Überschrift suggeriert undemokratische Pläne von SPD und Grünen im Land Berlin

„Rot-Grün bereitet Wahl-Klau gegen die CDU vor“: Unter dieser Überschrift berichtet eine Boulevardzeitung online über die bevorstehende Wahl des Berliner Landesparlaments. Laut Wahlumfragen würde die CDU die stärkste Partei werden. Nach Darstellung der Zeitung würde dies bedeuten: „Die CDU hätte den Regierungsauftrag. Doch SPD und Grüne wollen das offenbar verhindern. Man wolle auch bei Niederlage mit der Linkspartei (aktuell bei 12 Prozent) ein Bündnis schmieden – und weiterregieren, heißt es aus beiden Parteien.“ - Der Beschwerdeführer hält den Begriff „Klau“ für anti-demokratisch und sehr gefährlich.
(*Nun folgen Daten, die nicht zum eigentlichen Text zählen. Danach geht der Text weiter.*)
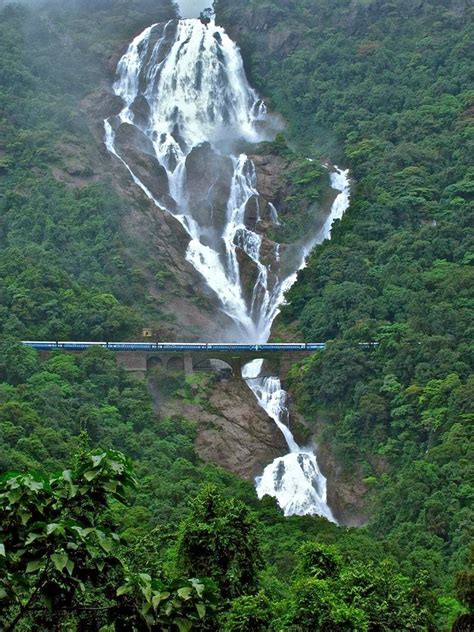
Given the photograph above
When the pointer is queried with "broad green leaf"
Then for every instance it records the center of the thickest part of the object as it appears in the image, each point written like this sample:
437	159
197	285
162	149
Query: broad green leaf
144	577
33	566
32	537
157	599
59	560
185	592
198	586
98	458
106	544
184	625
123	590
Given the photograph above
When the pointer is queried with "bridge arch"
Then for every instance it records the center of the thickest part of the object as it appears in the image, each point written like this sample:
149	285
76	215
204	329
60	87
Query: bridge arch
214	365
260	367
175	363
154	361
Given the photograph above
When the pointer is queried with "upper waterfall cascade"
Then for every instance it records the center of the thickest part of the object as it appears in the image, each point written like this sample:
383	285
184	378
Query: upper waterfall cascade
189	112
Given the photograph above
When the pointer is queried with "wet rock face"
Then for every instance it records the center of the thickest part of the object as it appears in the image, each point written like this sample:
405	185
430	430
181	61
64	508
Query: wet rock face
240	436
137	151
208	183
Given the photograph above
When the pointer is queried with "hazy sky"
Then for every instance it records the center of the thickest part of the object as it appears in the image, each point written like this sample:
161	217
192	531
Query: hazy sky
192	8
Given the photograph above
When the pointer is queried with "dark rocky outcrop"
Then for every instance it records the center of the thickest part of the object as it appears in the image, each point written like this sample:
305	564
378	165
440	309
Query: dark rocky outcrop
208	183
233	431
137	151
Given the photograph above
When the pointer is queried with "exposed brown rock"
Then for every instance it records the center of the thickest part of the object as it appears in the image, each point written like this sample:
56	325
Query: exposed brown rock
237	434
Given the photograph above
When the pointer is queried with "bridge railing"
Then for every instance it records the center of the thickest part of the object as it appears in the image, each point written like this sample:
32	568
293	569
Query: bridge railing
181	346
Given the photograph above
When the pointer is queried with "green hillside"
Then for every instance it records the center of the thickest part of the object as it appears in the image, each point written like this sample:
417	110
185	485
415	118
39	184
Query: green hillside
382	88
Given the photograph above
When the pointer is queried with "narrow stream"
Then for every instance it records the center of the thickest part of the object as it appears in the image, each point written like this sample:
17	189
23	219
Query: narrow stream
188	110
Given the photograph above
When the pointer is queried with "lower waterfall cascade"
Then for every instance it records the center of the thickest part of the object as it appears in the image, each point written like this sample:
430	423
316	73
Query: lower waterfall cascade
187	102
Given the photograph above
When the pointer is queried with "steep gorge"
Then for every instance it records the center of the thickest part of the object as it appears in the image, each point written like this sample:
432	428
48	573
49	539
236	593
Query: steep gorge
188	114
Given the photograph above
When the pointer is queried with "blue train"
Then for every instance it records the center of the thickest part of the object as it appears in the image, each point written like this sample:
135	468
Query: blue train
173	346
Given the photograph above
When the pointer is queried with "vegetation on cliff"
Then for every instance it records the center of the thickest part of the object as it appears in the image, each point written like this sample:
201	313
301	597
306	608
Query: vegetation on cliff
381	87
384	88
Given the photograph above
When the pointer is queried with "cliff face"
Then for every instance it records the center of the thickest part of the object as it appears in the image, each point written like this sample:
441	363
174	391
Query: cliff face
232	430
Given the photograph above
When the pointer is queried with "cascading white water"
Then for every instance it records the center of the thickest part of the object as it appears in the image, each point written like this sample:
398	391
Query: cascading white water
183	85
194	85
295	479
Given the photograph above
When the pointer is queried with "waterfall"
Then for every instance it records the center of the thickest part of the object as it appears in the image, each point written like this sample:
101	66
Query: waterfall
188	112
295	479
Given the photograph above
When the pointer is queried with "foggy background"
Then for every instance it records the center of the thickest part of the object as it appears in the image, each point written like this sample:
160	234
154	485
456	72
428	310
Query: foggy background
192	8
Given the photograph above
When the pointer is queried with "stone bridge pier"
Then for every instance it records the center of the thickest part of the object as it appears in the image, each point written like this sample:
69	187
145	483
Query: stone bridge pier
275	363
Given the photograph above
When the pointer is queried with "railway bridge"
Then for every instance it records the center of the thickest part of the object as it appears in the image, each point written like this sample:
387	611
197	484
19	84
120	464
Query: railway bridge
225	358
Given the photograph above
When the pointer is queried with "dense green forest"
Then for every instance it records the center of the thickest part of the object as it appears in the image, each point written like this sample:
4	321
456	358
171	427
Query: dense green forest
384	88
380	87
62	253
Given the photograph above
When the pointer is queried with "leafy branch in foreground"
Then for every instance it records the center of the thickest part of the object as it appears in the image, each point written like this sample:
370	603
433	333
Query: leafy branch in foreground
59	555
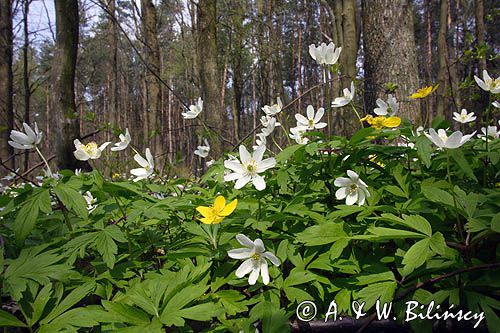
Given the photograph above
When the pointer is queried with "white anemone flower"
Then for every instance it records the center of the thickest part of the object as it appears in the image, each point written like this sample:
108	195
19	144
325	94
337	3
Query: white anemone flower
88	151
90	201
351	189
325	54
346	99
125	140
267	130
203	151
266	121
390	108
464	117
260	141
273	109
488	84
249	167
147	165
29	140
194	110
491	132
255	254
442	140
312	120
297	133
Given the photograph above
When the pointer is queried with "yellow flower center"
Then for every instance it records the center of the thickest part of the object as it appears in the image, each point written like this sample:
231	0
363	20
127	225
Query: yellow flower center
352	189
91	148
252	167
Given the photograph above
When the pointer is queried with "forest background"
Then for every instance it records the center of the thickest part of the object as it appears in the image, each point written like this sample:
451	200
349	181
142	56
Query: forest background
89	69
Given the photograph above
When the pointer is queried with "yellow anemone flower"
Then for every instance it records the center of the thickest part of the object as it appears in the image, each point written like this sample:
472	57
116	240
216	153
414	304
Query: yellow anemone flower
424	92
380	122
218	211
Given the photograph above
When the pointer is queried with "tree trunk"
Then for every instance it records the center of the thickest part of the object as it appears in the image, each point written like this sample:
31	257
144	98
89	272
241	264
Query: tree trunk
26	77
64	65
442	58
113	65
209	74
153	88
6	109
389	45
480	30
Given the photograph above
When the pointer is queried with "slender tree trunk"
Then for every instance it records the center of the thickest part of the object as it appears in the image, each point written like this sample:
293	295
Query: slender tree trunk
442	59
152	88
113	65
26	77
67	20
480	30
209	73
6	107
390	53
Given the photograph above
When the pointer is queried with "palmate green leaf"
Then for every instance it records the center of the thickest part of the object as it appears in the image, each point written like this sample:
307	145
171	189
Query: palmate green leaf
75	296
322	234
8	320
174	311
127	313
72	200
31	265
381	290
28	213
458	156
106	245
416	256
414	222
286	153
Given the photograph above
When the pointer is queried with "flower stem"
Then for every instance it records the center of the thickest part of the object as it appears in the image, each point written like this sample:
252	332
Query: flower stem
44	160
459	224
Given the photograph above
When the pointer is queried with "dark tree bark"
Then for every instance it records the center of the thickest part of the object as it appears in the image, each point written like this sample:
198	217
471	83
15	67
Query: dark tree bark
443	74
389	45
26	77
6	108
152	84
480	30
64	65
209	74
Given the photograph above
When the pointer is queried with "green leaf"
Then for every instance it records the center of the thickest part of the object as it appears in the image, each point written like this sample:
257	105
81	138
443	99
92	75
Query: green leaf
416	255
424	150
414	222
382	290
72	200
360	135
28	213
8	320
127	313
388	233
459	157
325	233
286	153
73	297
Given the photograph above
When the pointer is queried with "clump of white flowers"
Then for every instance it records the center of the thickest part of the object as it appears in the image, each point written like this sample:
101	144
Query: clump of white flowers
325	54
351	189
194	110
248	168
256	256
346	99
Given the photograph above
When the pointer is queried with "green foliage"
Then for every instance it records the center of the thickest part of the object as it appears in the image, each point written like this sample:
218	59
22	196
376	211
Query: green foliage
139	263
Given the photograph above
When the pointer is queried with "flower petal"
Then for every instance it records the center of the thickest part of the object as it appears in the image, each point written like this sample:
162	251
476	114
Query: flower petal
245	268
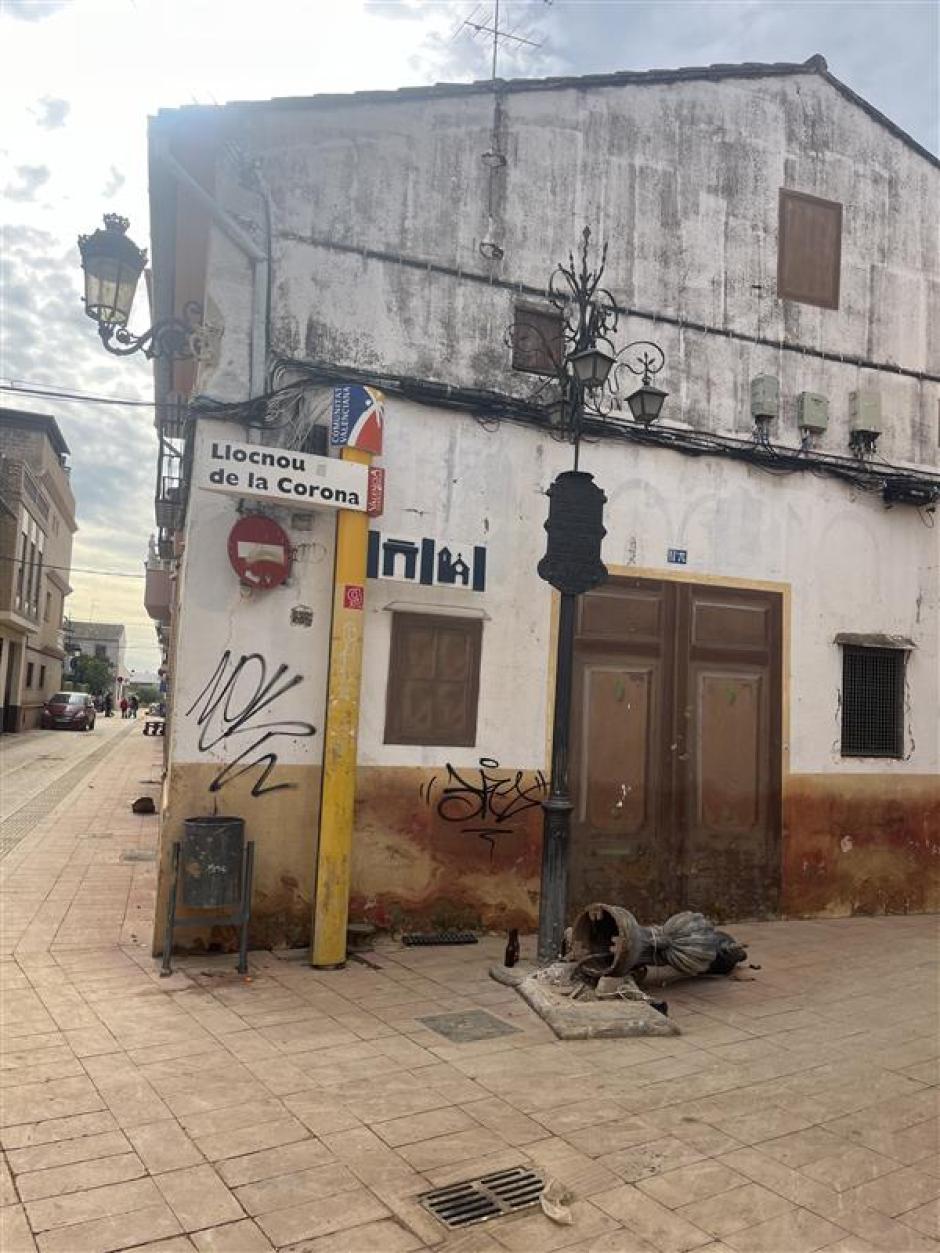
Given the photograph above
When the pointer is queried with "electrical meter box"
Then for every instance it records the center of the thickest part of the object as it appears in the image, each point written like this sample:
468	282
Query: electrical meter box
765	397
865	411
812	412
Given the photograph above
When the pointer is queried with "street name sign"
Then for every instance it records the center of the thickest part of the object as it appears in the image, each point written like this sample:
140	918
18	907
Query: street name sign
298	480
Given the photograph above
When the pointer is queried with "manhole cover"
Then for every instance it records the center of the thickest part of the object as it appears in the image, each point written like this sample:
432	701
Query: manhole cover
469	1026
476	1201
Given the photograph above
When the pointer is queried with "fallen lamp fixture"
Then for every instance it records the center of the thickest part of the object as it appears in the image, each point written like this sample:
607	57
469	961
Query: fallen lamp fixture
594	991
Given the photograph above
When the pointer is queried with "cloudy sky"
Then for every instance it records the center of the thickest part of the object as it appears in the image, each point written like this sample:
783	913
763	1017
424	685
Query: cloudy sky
80	78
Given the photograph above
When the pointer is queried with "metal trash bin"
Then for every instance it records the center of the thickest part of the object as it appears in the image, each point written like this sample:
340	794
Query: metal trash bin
211	856
213	868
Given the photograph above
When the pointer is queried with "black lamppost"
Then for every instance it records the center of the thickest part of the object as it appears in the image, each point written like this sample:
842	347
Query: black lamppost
587	377
113	265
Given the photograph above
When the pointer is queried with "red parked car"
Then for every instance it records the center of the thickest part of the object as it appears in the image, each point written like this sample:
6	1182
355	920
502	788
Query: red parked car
69	711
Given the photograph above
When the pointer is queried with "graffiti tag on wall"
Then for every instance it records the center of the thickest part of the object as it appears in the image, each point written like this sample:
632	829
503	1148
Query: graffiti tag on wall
484	802
237	708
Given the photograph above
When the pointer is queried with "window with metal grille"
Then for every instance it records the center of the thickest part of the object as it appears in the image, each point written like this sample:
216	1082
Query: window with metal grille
434	681
872	702
537	340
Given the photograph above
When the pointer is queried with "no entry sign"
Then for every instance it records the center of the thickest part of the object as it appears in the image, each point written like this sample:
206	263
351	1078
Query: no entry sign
260	551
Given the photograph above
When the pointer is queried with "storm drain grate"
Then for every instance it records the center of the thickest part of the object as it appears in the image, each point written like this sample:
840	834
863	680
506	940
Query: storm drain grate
476	1201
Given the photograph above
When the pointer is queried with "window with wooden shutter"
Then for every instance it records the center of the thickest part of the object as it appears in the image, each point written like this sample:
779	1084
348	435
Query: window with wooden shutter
434	681
809	249
537	340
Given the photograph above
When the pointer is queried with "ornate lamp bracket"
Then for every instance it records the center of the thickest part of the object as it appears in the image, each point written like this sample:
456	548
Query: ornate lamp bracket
178	338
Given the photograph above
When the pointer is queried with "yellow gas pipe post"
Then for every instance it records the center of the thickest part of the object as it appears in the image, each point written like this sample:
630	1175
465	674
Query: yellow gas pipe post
337	798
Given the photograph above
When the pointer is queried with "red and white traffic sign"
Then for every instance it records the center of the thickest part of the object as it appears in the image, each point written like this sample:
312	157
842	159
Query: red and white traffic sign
260	551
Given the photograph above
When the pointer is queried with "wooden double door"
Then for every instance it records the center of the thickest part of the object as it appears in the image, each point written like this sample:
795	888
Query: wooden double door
676	749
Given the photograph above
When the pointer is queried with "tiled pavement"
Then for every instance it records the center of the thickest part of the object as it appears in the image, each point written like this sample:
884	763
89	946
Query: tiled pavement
307	1110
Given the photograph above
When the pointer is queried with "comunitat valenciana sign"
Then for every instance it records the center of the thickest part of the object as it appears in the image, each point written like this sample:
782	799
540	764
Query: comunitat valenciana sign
301	480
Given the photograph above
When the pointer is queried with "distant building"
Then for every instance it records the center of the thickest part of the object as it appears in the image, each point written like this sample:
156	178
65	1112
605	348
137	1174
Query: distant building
36	524
104	640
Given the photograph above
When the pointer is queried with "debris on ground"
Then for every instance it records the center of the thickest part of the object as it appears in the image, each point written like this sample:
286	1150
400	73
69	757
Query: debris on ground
555	1202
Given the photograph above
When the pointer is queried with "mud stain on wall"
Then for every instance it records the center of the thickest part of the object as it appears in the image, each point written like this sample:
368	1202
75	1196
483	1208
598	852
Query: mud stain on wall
861	843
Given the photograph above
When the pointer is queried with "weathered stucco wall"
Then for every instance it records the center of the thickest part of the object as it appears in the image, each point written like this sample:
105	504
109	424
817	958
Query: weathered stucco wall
682	181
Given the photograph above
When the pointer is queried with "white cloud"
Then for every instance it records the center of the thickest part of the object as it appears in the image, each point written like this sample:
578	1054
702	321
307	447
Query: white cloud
52	112
28	181
114	183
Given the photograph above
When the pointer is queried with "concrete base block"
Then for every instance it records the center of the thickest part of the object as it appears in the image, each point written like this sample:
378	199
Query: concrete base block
590	1019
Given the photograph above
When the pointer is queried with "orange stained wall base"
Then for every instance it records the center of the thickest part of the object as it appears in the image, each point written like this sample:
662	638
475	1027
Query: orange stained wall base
861	843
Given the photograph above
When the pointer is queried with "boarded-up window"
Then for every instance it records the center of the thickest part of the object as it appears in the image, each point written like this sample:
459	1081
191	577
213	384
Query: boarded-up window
537	340
434	681
809	249
872	702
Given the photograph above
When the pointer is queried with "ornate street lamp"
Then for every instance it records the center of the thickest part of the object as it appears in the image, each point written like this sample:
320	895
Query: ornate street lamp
113	265
575	529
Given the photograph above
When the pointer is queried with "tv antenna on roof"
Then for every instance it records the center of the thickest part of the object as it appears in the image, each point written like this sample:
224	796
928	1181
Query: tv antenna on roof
478	24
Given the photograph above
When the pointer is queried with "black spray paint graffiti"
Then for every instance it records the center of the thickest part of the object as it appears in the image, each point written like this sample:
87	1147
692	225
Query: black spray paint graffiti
481	802
228	709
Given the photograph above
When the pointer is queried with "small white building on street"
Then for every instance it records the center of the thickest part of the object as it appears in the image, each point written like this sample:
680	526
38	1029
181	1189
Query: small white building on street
756	686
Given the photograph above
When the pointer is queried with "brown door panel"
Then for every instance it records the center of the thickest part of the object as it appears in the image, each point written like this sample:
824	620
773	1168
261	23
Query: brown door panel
617	785
676	749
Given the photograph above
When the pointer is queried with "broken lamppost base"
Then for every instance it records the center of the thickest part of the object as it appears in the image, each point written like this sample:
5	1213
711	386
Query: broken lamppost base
594	990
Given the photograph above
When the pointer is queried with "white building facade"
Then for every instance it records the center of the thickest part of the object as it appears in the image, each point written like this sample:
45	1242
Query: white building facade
757	684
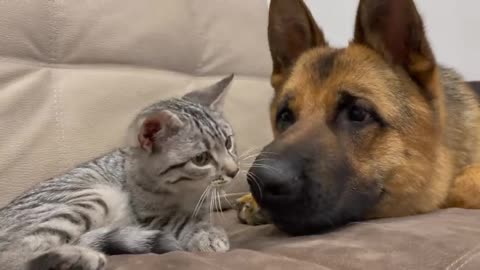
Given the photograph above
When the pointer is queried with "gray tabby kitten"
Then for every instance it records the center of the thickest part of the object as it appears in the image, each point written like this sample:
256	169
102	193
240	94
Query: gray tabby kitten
139	199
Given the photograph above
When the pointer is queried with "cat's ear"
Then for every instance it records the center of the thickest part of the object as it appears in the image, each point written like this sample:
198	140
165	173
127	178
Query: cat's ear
212	96
156	127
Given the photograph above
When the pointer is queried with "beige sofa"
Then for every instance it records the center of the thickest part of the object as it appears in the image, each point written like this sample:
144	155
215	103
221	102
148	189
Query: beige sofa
73	73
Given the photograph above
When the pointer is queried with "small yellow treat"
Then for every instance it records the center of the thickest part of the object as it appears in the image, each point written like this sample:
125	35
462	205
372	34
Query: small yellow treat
249	212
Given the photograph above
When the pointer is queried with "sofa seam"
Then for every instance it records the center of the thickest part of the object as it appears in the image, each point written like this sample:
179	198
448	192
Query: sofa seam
111	66
57	91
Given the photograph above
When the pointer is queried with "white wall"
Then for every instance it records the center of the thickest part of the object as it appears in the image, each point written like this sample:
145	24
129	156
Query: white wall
453	28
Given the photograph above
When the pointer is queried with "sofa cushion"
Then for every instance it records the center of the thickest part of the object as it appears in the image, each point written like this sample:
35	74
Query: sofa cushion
73	74
447	239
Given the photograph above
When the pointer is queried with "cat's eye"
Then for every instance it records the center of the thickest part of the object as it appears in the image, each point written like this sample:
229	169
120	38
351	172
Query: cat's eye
229	143
202	159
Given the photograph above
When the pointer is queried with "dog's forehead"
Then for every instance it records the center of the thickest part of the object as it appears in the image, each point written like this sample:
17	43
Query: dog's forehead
321	73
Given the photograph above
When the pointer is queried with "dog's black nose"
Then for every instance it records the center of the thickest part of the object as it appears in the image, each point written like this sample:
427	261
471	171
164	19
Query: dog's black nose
273	182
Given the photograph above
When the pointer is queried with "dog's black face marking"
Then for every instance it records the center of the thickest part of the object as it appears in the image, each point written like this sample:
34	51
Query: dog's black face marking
325	64
306	188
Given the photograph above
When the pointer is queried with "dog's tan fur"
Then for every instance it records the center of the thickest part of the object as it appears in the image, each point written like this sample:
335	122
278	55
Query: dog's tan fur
429	151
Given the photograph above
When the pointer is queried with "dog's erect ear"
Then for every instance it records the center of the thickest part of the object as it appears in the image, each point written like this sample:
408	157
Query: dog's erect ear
291	31
394	29
212	96
156	127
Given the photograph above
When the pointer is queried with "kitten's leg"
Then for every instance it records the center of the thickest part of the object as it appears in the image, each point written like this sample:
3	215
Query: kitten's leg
69	258
203	236
129	240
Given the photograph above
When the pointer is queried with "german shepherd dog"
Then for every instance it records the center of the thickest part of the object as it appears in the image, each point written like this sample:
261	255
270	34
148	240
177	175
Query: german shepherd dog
376	129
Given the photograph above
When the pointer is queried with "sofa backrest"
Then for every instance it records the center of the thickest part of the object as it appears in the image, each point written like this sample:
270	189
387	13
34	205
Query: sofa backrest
73	74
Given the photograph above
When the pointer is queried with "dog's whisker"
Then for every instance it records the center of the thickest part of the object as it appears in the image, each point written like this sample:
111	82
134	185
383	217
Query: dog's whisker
254	178
267	167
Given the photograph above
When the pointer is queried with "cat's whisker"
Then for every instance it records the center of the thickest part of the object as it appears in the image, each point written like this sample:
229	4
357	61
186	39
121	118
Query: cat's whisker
211	205
250	151
220	205
199	204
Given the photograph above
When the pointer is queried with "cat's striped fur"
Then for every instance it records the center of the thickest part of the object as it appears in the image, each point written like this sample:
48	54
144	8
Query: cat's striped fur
139	199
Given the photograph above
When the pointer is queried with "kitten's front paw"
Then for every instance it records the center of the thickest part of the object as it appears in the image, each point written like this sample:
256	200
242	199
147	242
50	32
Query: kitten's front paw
69	258
210	240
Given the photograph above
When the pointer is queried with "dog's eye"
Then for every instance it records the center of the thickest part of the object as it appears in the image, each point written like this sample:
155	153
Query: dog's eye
201	159
358	114
285	119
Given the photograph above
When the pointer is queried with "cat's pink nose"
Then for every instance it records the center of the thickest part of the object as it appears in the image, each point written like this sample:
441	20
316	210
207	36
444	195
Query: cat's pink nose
232	173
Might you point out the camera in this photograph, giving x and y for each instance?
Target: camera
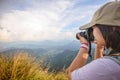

Wenn SPD, Grüne und Linke gemeinsam die Mehrheit hätten, wäre ein Weiterregieren kein Klau, sondern entspräche dem Wahlergebnis. - Der Verlag entgegnet, es handele sich nicht um eine Falschbehauptung, sondern um eine typische, stets zulässige Meinungsäußerung, eine publizistische Bewertung politischen Geschehens, die auf diversen wahren Anknüpfungspunkten beruhe. Der Artikel unterstelle SPD und Grünen nicht, dass sie „Stimmen an sich reißen“ (also gewissermaßen Stimmen „klauen“) oder vielleicht ungezählt lassen wollten. Es werde auch durchaus darauf hingewiesen, dass es Beispiele für eine Regierungsbildung über einen Zweitplatzierten gebe. Doch das von SPD, Grünen und Linken angekündigte Vorhaben, eine Koalition selbst dann bilden zu wollen, wenn die CDU die stärkste Fraktion stelle, verstoße nach Meinung der Redaktion gegen den Grundsatz, dass der Wahlgewinner die Möglichkeiten einer Koalition sondiert. Der beanstandete Bericht kritisiere dieses Vorhaben pointiert-zugespitzt als „Wahl-Klau“. Politik zu kritisieren – wenn nötig auch in Form polemischer, provokativer Schlagzeilen – gehöre zu den Grundaufgaben und -pflichten der Presse. - Der Beschwerdeausschuss sieht eine Verletzung der journalistischen Sorgfaltspflicht nach Ziffer 2 des Pressekodex und spricht eine Rüge aus. Denn die Überschrift suggeriert fälschlicherweise ein unzulässiges Handeln der Rot-Grünen-Koalition.